“These stories hover just an inch above terra firma” – Hollow Shores by Gary Budden

‘He walks with no other human in sight. What a luxury to be alone on this packed island. … On foot, the world becomes a bigger place. … Like stepping into the background somehow, text tumbling over the margin and off the page, wading into the painting, whatever; it’s that feeling of being elsewhere that is so compelling.’

The upturn is just around the corner. In a future near you, our leaders will lead; pull us all up in their slipstream. And we’ll become engaged, civic-minded – stakeholders in tomorrow. We will live in well-planned towns, visit sponsored green spaces, and schools will equip the next generation to fuel a world-beating economy. From fund manager to lollipop lady, we’ll all play our part. The few that fall between the cracks will be blessed on primetime by Oprah, and there won’t be any more ‘Swampy’s because environmentalism will be corporate. Or not…

Gary Budden’s debut collection, Hollow Shores, is about the ritual and lore of a pagan land which, despite centuries of occupation by the State, still evades the yoke of das kapital. It’s also about the yearning to be far from the madding crowd, and re-connecting with oneself through the natural world. In these loosely coupled stories on the edge between fiction and non-fiction, Budden creates a mood, a pall, under which recurring themes echo ever louder – principally, of feeling unanchored in the world.

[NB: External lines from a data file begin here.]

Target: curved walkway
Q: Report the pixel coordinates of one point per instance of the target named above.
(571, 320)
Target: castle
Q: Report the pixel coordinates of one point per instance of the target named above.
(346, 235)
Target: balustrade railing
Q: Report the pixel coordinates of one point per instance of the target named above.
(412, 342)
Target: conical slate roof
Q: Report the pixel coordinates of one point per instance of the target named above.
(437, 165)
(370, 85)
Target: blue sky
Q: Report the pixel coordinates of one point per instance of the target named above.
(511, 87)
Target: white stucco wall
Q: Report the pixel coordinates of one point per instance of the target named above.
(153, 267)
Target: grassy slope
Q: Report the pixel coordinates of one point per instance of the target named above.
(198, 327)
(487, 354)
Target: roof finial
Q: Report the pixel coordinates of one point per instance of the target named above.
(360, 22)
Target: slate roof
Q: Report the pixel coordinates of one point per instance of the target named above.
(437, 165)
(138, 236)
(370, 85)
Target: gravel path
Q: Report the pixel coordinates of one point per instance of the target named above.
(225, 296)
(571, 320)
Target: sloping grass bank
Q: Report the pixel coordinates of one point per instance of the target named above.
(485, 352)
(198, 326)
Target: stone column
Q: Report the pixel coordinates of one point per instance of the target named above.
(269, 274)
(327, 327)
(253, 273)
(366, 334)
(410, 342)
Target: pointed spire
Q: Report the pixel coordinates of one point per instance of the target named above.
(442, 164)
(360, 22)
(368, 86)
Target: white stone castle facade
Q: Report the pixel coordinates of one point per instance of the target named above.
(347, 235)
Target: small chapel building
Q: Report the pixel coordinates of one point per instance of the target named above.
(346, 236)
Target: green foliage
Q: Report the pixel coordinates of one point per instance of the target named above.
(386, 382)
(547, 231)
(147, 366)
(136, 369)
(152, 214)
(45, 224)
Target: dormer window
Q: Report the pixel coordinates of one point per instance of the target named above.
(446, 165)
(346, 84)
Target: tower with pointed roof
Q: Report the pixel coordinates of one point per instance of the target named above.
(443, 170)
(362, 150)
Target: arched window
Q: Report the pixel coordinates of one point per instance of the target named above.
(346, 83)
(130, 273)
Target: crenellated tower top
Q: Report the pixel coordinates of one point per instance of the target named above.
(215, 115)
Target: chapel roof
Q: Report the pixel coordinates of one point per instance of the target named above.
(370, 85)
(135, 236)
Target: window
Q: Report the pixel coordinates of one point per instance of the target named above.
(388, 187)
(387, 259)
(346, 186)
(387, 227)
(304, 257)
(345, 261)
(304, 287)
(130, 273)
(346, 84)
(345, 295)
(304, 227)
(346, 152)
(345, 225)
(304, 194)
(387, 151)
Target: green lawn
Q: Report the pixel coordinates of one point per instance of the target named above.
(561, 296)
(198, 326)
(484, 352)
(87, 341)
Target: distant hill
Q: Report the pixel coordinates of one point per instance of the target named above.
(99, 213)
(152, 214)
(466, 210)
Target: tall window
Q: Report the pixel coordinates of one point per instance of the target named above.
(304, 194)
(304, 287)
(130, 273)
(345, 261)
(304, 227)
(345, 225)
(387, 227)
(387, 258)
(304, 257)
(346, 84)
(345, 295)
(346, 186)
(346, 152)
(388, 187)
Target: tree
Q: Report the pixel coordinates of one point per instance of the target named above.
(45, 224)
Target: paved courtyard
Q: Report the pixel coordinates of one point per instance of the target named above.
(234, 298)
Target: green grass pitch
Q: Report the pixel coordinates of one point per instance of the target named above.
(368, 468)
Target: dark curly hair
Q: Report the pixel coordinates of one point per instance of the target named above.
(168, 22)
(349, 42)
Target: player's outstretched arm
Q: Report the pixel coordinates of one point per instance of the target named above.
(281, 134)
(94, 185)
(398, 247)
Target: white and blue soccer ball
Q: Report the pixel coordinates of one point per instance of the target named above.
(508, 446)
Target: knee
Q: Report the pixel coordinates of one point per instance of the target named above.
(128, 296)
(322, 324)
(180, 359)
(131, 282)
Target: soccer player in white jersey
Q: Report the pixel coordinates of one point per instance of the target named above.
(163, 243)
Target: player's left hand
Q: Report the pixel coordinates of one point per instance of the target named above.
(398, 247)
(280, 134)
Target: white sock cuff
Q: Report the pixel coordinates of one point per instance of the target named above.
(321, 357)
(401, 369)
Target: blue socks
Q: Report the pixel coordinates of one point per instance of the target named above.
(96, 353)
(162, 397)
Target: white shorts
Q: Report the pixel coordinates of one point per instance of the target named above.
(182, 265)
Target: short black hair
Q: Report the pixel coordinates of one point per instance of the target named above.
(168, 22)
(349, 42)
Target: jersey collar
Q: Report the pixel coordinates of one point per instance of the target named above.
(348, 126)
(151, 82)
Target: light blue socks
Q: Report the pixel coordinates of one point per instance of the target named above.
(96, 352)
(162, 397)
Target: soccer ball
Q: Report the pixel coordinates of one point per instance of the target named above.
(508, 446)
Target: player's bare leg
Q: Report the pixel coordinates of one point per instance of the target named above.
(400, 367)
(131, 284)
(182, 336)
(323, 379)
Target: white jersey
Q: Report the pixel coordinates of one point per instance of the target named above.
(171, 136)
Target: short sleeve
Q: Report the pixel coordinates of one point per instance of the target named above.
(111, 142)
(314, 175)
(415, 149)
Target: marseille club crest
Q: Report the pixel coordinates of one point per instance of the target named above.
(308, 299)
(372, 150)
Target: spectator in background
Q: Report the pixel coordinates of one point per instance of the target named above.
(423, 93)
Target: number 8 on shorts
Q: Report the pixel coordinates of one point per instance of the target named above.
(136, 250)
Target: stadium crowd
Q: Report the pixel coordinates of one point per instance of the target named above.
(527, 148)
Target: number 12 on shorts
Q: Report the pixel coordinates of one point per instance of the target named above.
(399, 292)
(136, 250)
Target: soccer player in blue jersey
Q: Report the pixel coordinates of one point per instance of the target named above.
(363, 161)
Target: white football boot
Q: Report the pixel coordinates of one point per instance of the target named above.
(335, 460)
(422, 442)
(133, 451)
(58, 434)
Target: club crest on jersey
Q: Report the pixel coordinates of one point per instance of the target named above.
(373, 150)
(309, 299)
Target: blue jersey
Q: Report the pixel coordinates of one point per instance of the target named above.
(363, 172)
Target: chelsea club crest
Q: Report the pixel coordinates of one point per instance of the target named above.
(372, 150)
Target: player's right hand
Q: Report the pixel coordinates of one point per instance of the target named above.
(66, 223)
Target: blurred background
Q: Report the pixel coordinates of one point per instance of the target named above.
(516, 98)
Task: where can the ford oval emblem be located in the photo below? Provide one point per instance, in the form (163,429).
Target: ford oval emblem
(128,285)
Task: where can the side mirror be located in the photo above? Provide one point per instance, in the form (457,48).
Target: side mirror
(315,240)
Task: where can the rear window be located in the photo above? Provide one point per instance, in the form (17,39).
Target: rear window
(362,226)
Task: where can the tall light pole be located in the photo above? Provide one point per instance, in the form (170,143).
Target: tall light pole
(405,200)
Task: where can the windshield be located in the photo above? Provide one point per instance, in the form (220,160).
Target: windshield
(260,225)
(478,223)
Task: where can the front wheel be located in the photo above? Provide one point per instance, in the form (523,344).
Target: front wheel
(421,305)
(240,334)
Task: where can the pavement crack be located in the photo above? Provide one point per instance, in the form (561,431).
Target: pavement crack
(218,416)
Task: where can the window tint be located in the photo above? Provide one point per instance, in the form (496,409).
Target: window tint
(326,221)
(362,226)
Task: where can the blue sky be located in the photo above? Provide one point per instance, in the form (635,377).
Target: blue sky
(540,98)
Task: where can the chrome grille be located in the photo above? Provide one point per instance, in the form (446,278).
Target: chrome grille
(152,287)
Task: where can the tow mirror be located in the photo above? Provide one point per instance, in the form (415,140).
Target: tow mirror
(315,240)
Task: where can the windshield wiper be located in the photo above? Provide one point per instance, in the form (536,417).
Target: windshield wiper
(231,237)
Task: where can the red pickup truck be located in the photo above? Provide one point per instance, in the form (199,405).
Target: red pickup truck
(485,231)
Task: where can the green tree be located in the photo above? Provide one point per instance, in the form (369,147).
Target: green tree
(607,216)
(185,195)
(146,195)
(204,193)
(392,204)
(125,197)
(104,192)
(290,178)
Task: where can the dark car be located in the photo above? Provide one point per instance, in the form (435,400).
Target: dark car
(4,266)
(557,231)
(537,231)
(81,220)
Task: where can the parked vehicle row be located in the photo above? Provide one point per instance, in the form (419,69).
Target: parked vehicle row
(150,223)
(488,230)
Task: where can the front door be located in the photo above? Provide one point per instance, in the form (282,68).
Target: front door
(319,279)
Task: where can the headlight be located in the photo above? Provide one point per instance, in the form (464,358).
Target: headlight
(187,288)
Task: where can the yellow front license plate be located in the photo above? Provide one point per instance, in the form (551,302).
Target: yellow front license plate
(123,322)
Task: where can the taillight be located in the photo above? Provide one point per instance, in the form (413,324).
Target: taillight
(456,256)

Momentum is built through characters who are cleverly weaved in and out of the collection – dropped then picked up at different points in their lives. And compelling as Budden’s characters are in one shade, seeing them in different colours, unexpectedly, intensifies their impact. The man seeking an untamed space, and splendid isolation therein, except from the precious few amongst whom he can truly disarm. A young woman maturing, and the dissolving of once-cherished friendships as new priorities take over. Communities – not those engineered by politicians, mythologised by the Press or sponsored by Nike – but hidden, grassroots communities such as the punk scene, and those living along Britain’s canal network, on barges. And through the unexpected revisiting of characters (changed as they are by time and circumstance), the whole becomes far greater than a sum of parts. The mood, that pall which Budden builds from the very first page, gets deeper and darker.

Hollow Shores is, in part, an exploration of Britain’s counter-cultures – those swimming against the tide. It’s forged in time and place and as much about memories bound up in steel and concrete, as those evoked by earth, water and sky. And with its white foxes of legend and obscure figures in black, these stories hover just an inch above terra firma.

There’s an idea at the heart of Hollow Shore, almost unsaid – that as more of our lives are monetised, we become ever more tightly harnessed. And the tighter that (unseen) harness, the less space there is for alternate lives – in particular, those that don’t further competitive advantage. And the stories within this collection spin a kaleidoscope of satellite themes – of modern society’s flotsam and jetsam; of being washed up and stranded, out of moves on rebooting one’s life. The psychic harm of city life and, concomitantly, the redemptive power of nature.

Any Cop?: Hollow Shores is irregular; oblique. And quite beautiful in its ‘restlessness’.